What happened
$44. $40. $35. $33.
For four long days, shares of eponymous artificial intelligence stock C3.ai (AI 0.61%) have gone nowhere but down, falling another 3.3% in morning trading on the NYSE Friday, 11:15 a.m. ET -- and losing nearly 24% from Tuesday's close.
And yet, on Wall Street the news about C3.ai has been generally positive. Or at least it seemed positive, with investment banks Bank of America, Canaccord, JMP Securities, Morgan Stanley, Piper Sandler, and Wedbush all lining up to raise price targets on the company after it beat earnings on Wednesday.
So what
What's ailing this AI stock? Let's start with earnings.
C3.ai reported a $0.13-per-share loss on sales of $72.4 million Wednesday evening. Both numbers exceeded analyst expectations. But even so, a $0.13-per-share loss is pretty big, and most analysts are forecasting C3.ai will keep losing money all through the end of this year -- and next year, too.
Speaking of analysts, six big investment banks raising price targets on AI also sounds pretty bullish for C3.ai. But if you dig a little deeper, it becomes clear that a lot of analysts have significant reservations about this stock, despite raising their price targets.

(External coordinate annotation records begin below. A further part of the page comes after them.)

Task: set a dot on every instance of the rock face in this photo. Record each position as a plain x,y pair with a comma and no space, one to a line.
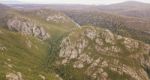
52,16
105,56
27,26
13,76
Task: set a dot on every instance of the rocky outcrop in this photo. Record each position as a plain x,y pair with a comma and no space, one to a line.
14,76
27,26
101,54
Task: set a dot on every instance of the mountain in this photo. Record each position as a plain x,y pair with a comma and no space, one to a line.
92,53
11,2
73,42
129,8
25,42
126,26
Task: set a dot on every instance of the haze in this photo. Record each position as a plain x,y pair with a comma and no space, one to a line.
91,2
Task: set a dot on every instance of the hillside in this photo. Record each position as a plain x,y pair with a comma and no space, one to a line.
93,54
129,8
25,42
127,26
74,42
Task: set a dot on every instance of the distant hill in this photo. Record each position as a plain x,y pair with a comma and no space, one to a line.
10,2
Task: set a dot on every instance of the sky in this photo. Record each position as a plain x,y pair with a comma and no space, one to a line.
91,2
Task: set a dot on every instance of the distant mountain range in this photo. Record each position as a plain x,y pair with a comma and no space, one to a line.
11,2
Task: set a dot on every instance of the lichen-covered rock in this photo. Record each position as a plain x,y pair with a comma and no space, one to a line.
101,54
27,26
14,76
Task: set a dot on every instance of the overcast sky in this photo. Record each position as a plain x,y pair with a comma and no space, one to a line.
74,1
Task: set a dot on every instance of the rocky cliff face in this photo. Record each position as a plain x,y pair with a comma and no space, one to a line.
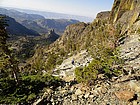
123,89
122,6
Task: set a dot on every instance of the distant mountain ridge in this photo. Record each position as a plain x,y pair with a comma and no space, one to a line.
54,15
38,23
16,28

The Fly, for example, notes that while Piper Sandler raised its price target on C3.ai to $29 per share, it maintained only a neutral rating on the stock, citing worries about the lack of any "underlying growth drivers" to support growing the business. Morgan Stanley, which nearly doubled its price target but maintained an underweight rating on the stock, lamented that there seemed to be no material acceleration in the business -- and indeed, sales growth in the quarter was a mere 0.1%.
Now what
Mind you, not everyone is so pessimistic about C3.ai stock. Investment bank Wedbush, for example, which at $50 a share now assigns the stock the highest price target on Wall Street, thinks C3.ai is a buy based on the "$800B AI transformational opportunity over the next decade," notes The Fly. JMP Securities, which raised its price target to $38, noted that interest in all things AI is "more active than we have ever seen."
That being said, even if JMP (for example) is right about C3 being worth $38 a share, that's only about 13% more than what the stock costs today -- which doesn't seem like much upside for taking the risk of investing in a currently no-growth stock with negative earnings. Unless and until I see some serious revenue growth from C3.ai -- or even better, some profits -- I won't be investing in this AI stock at all.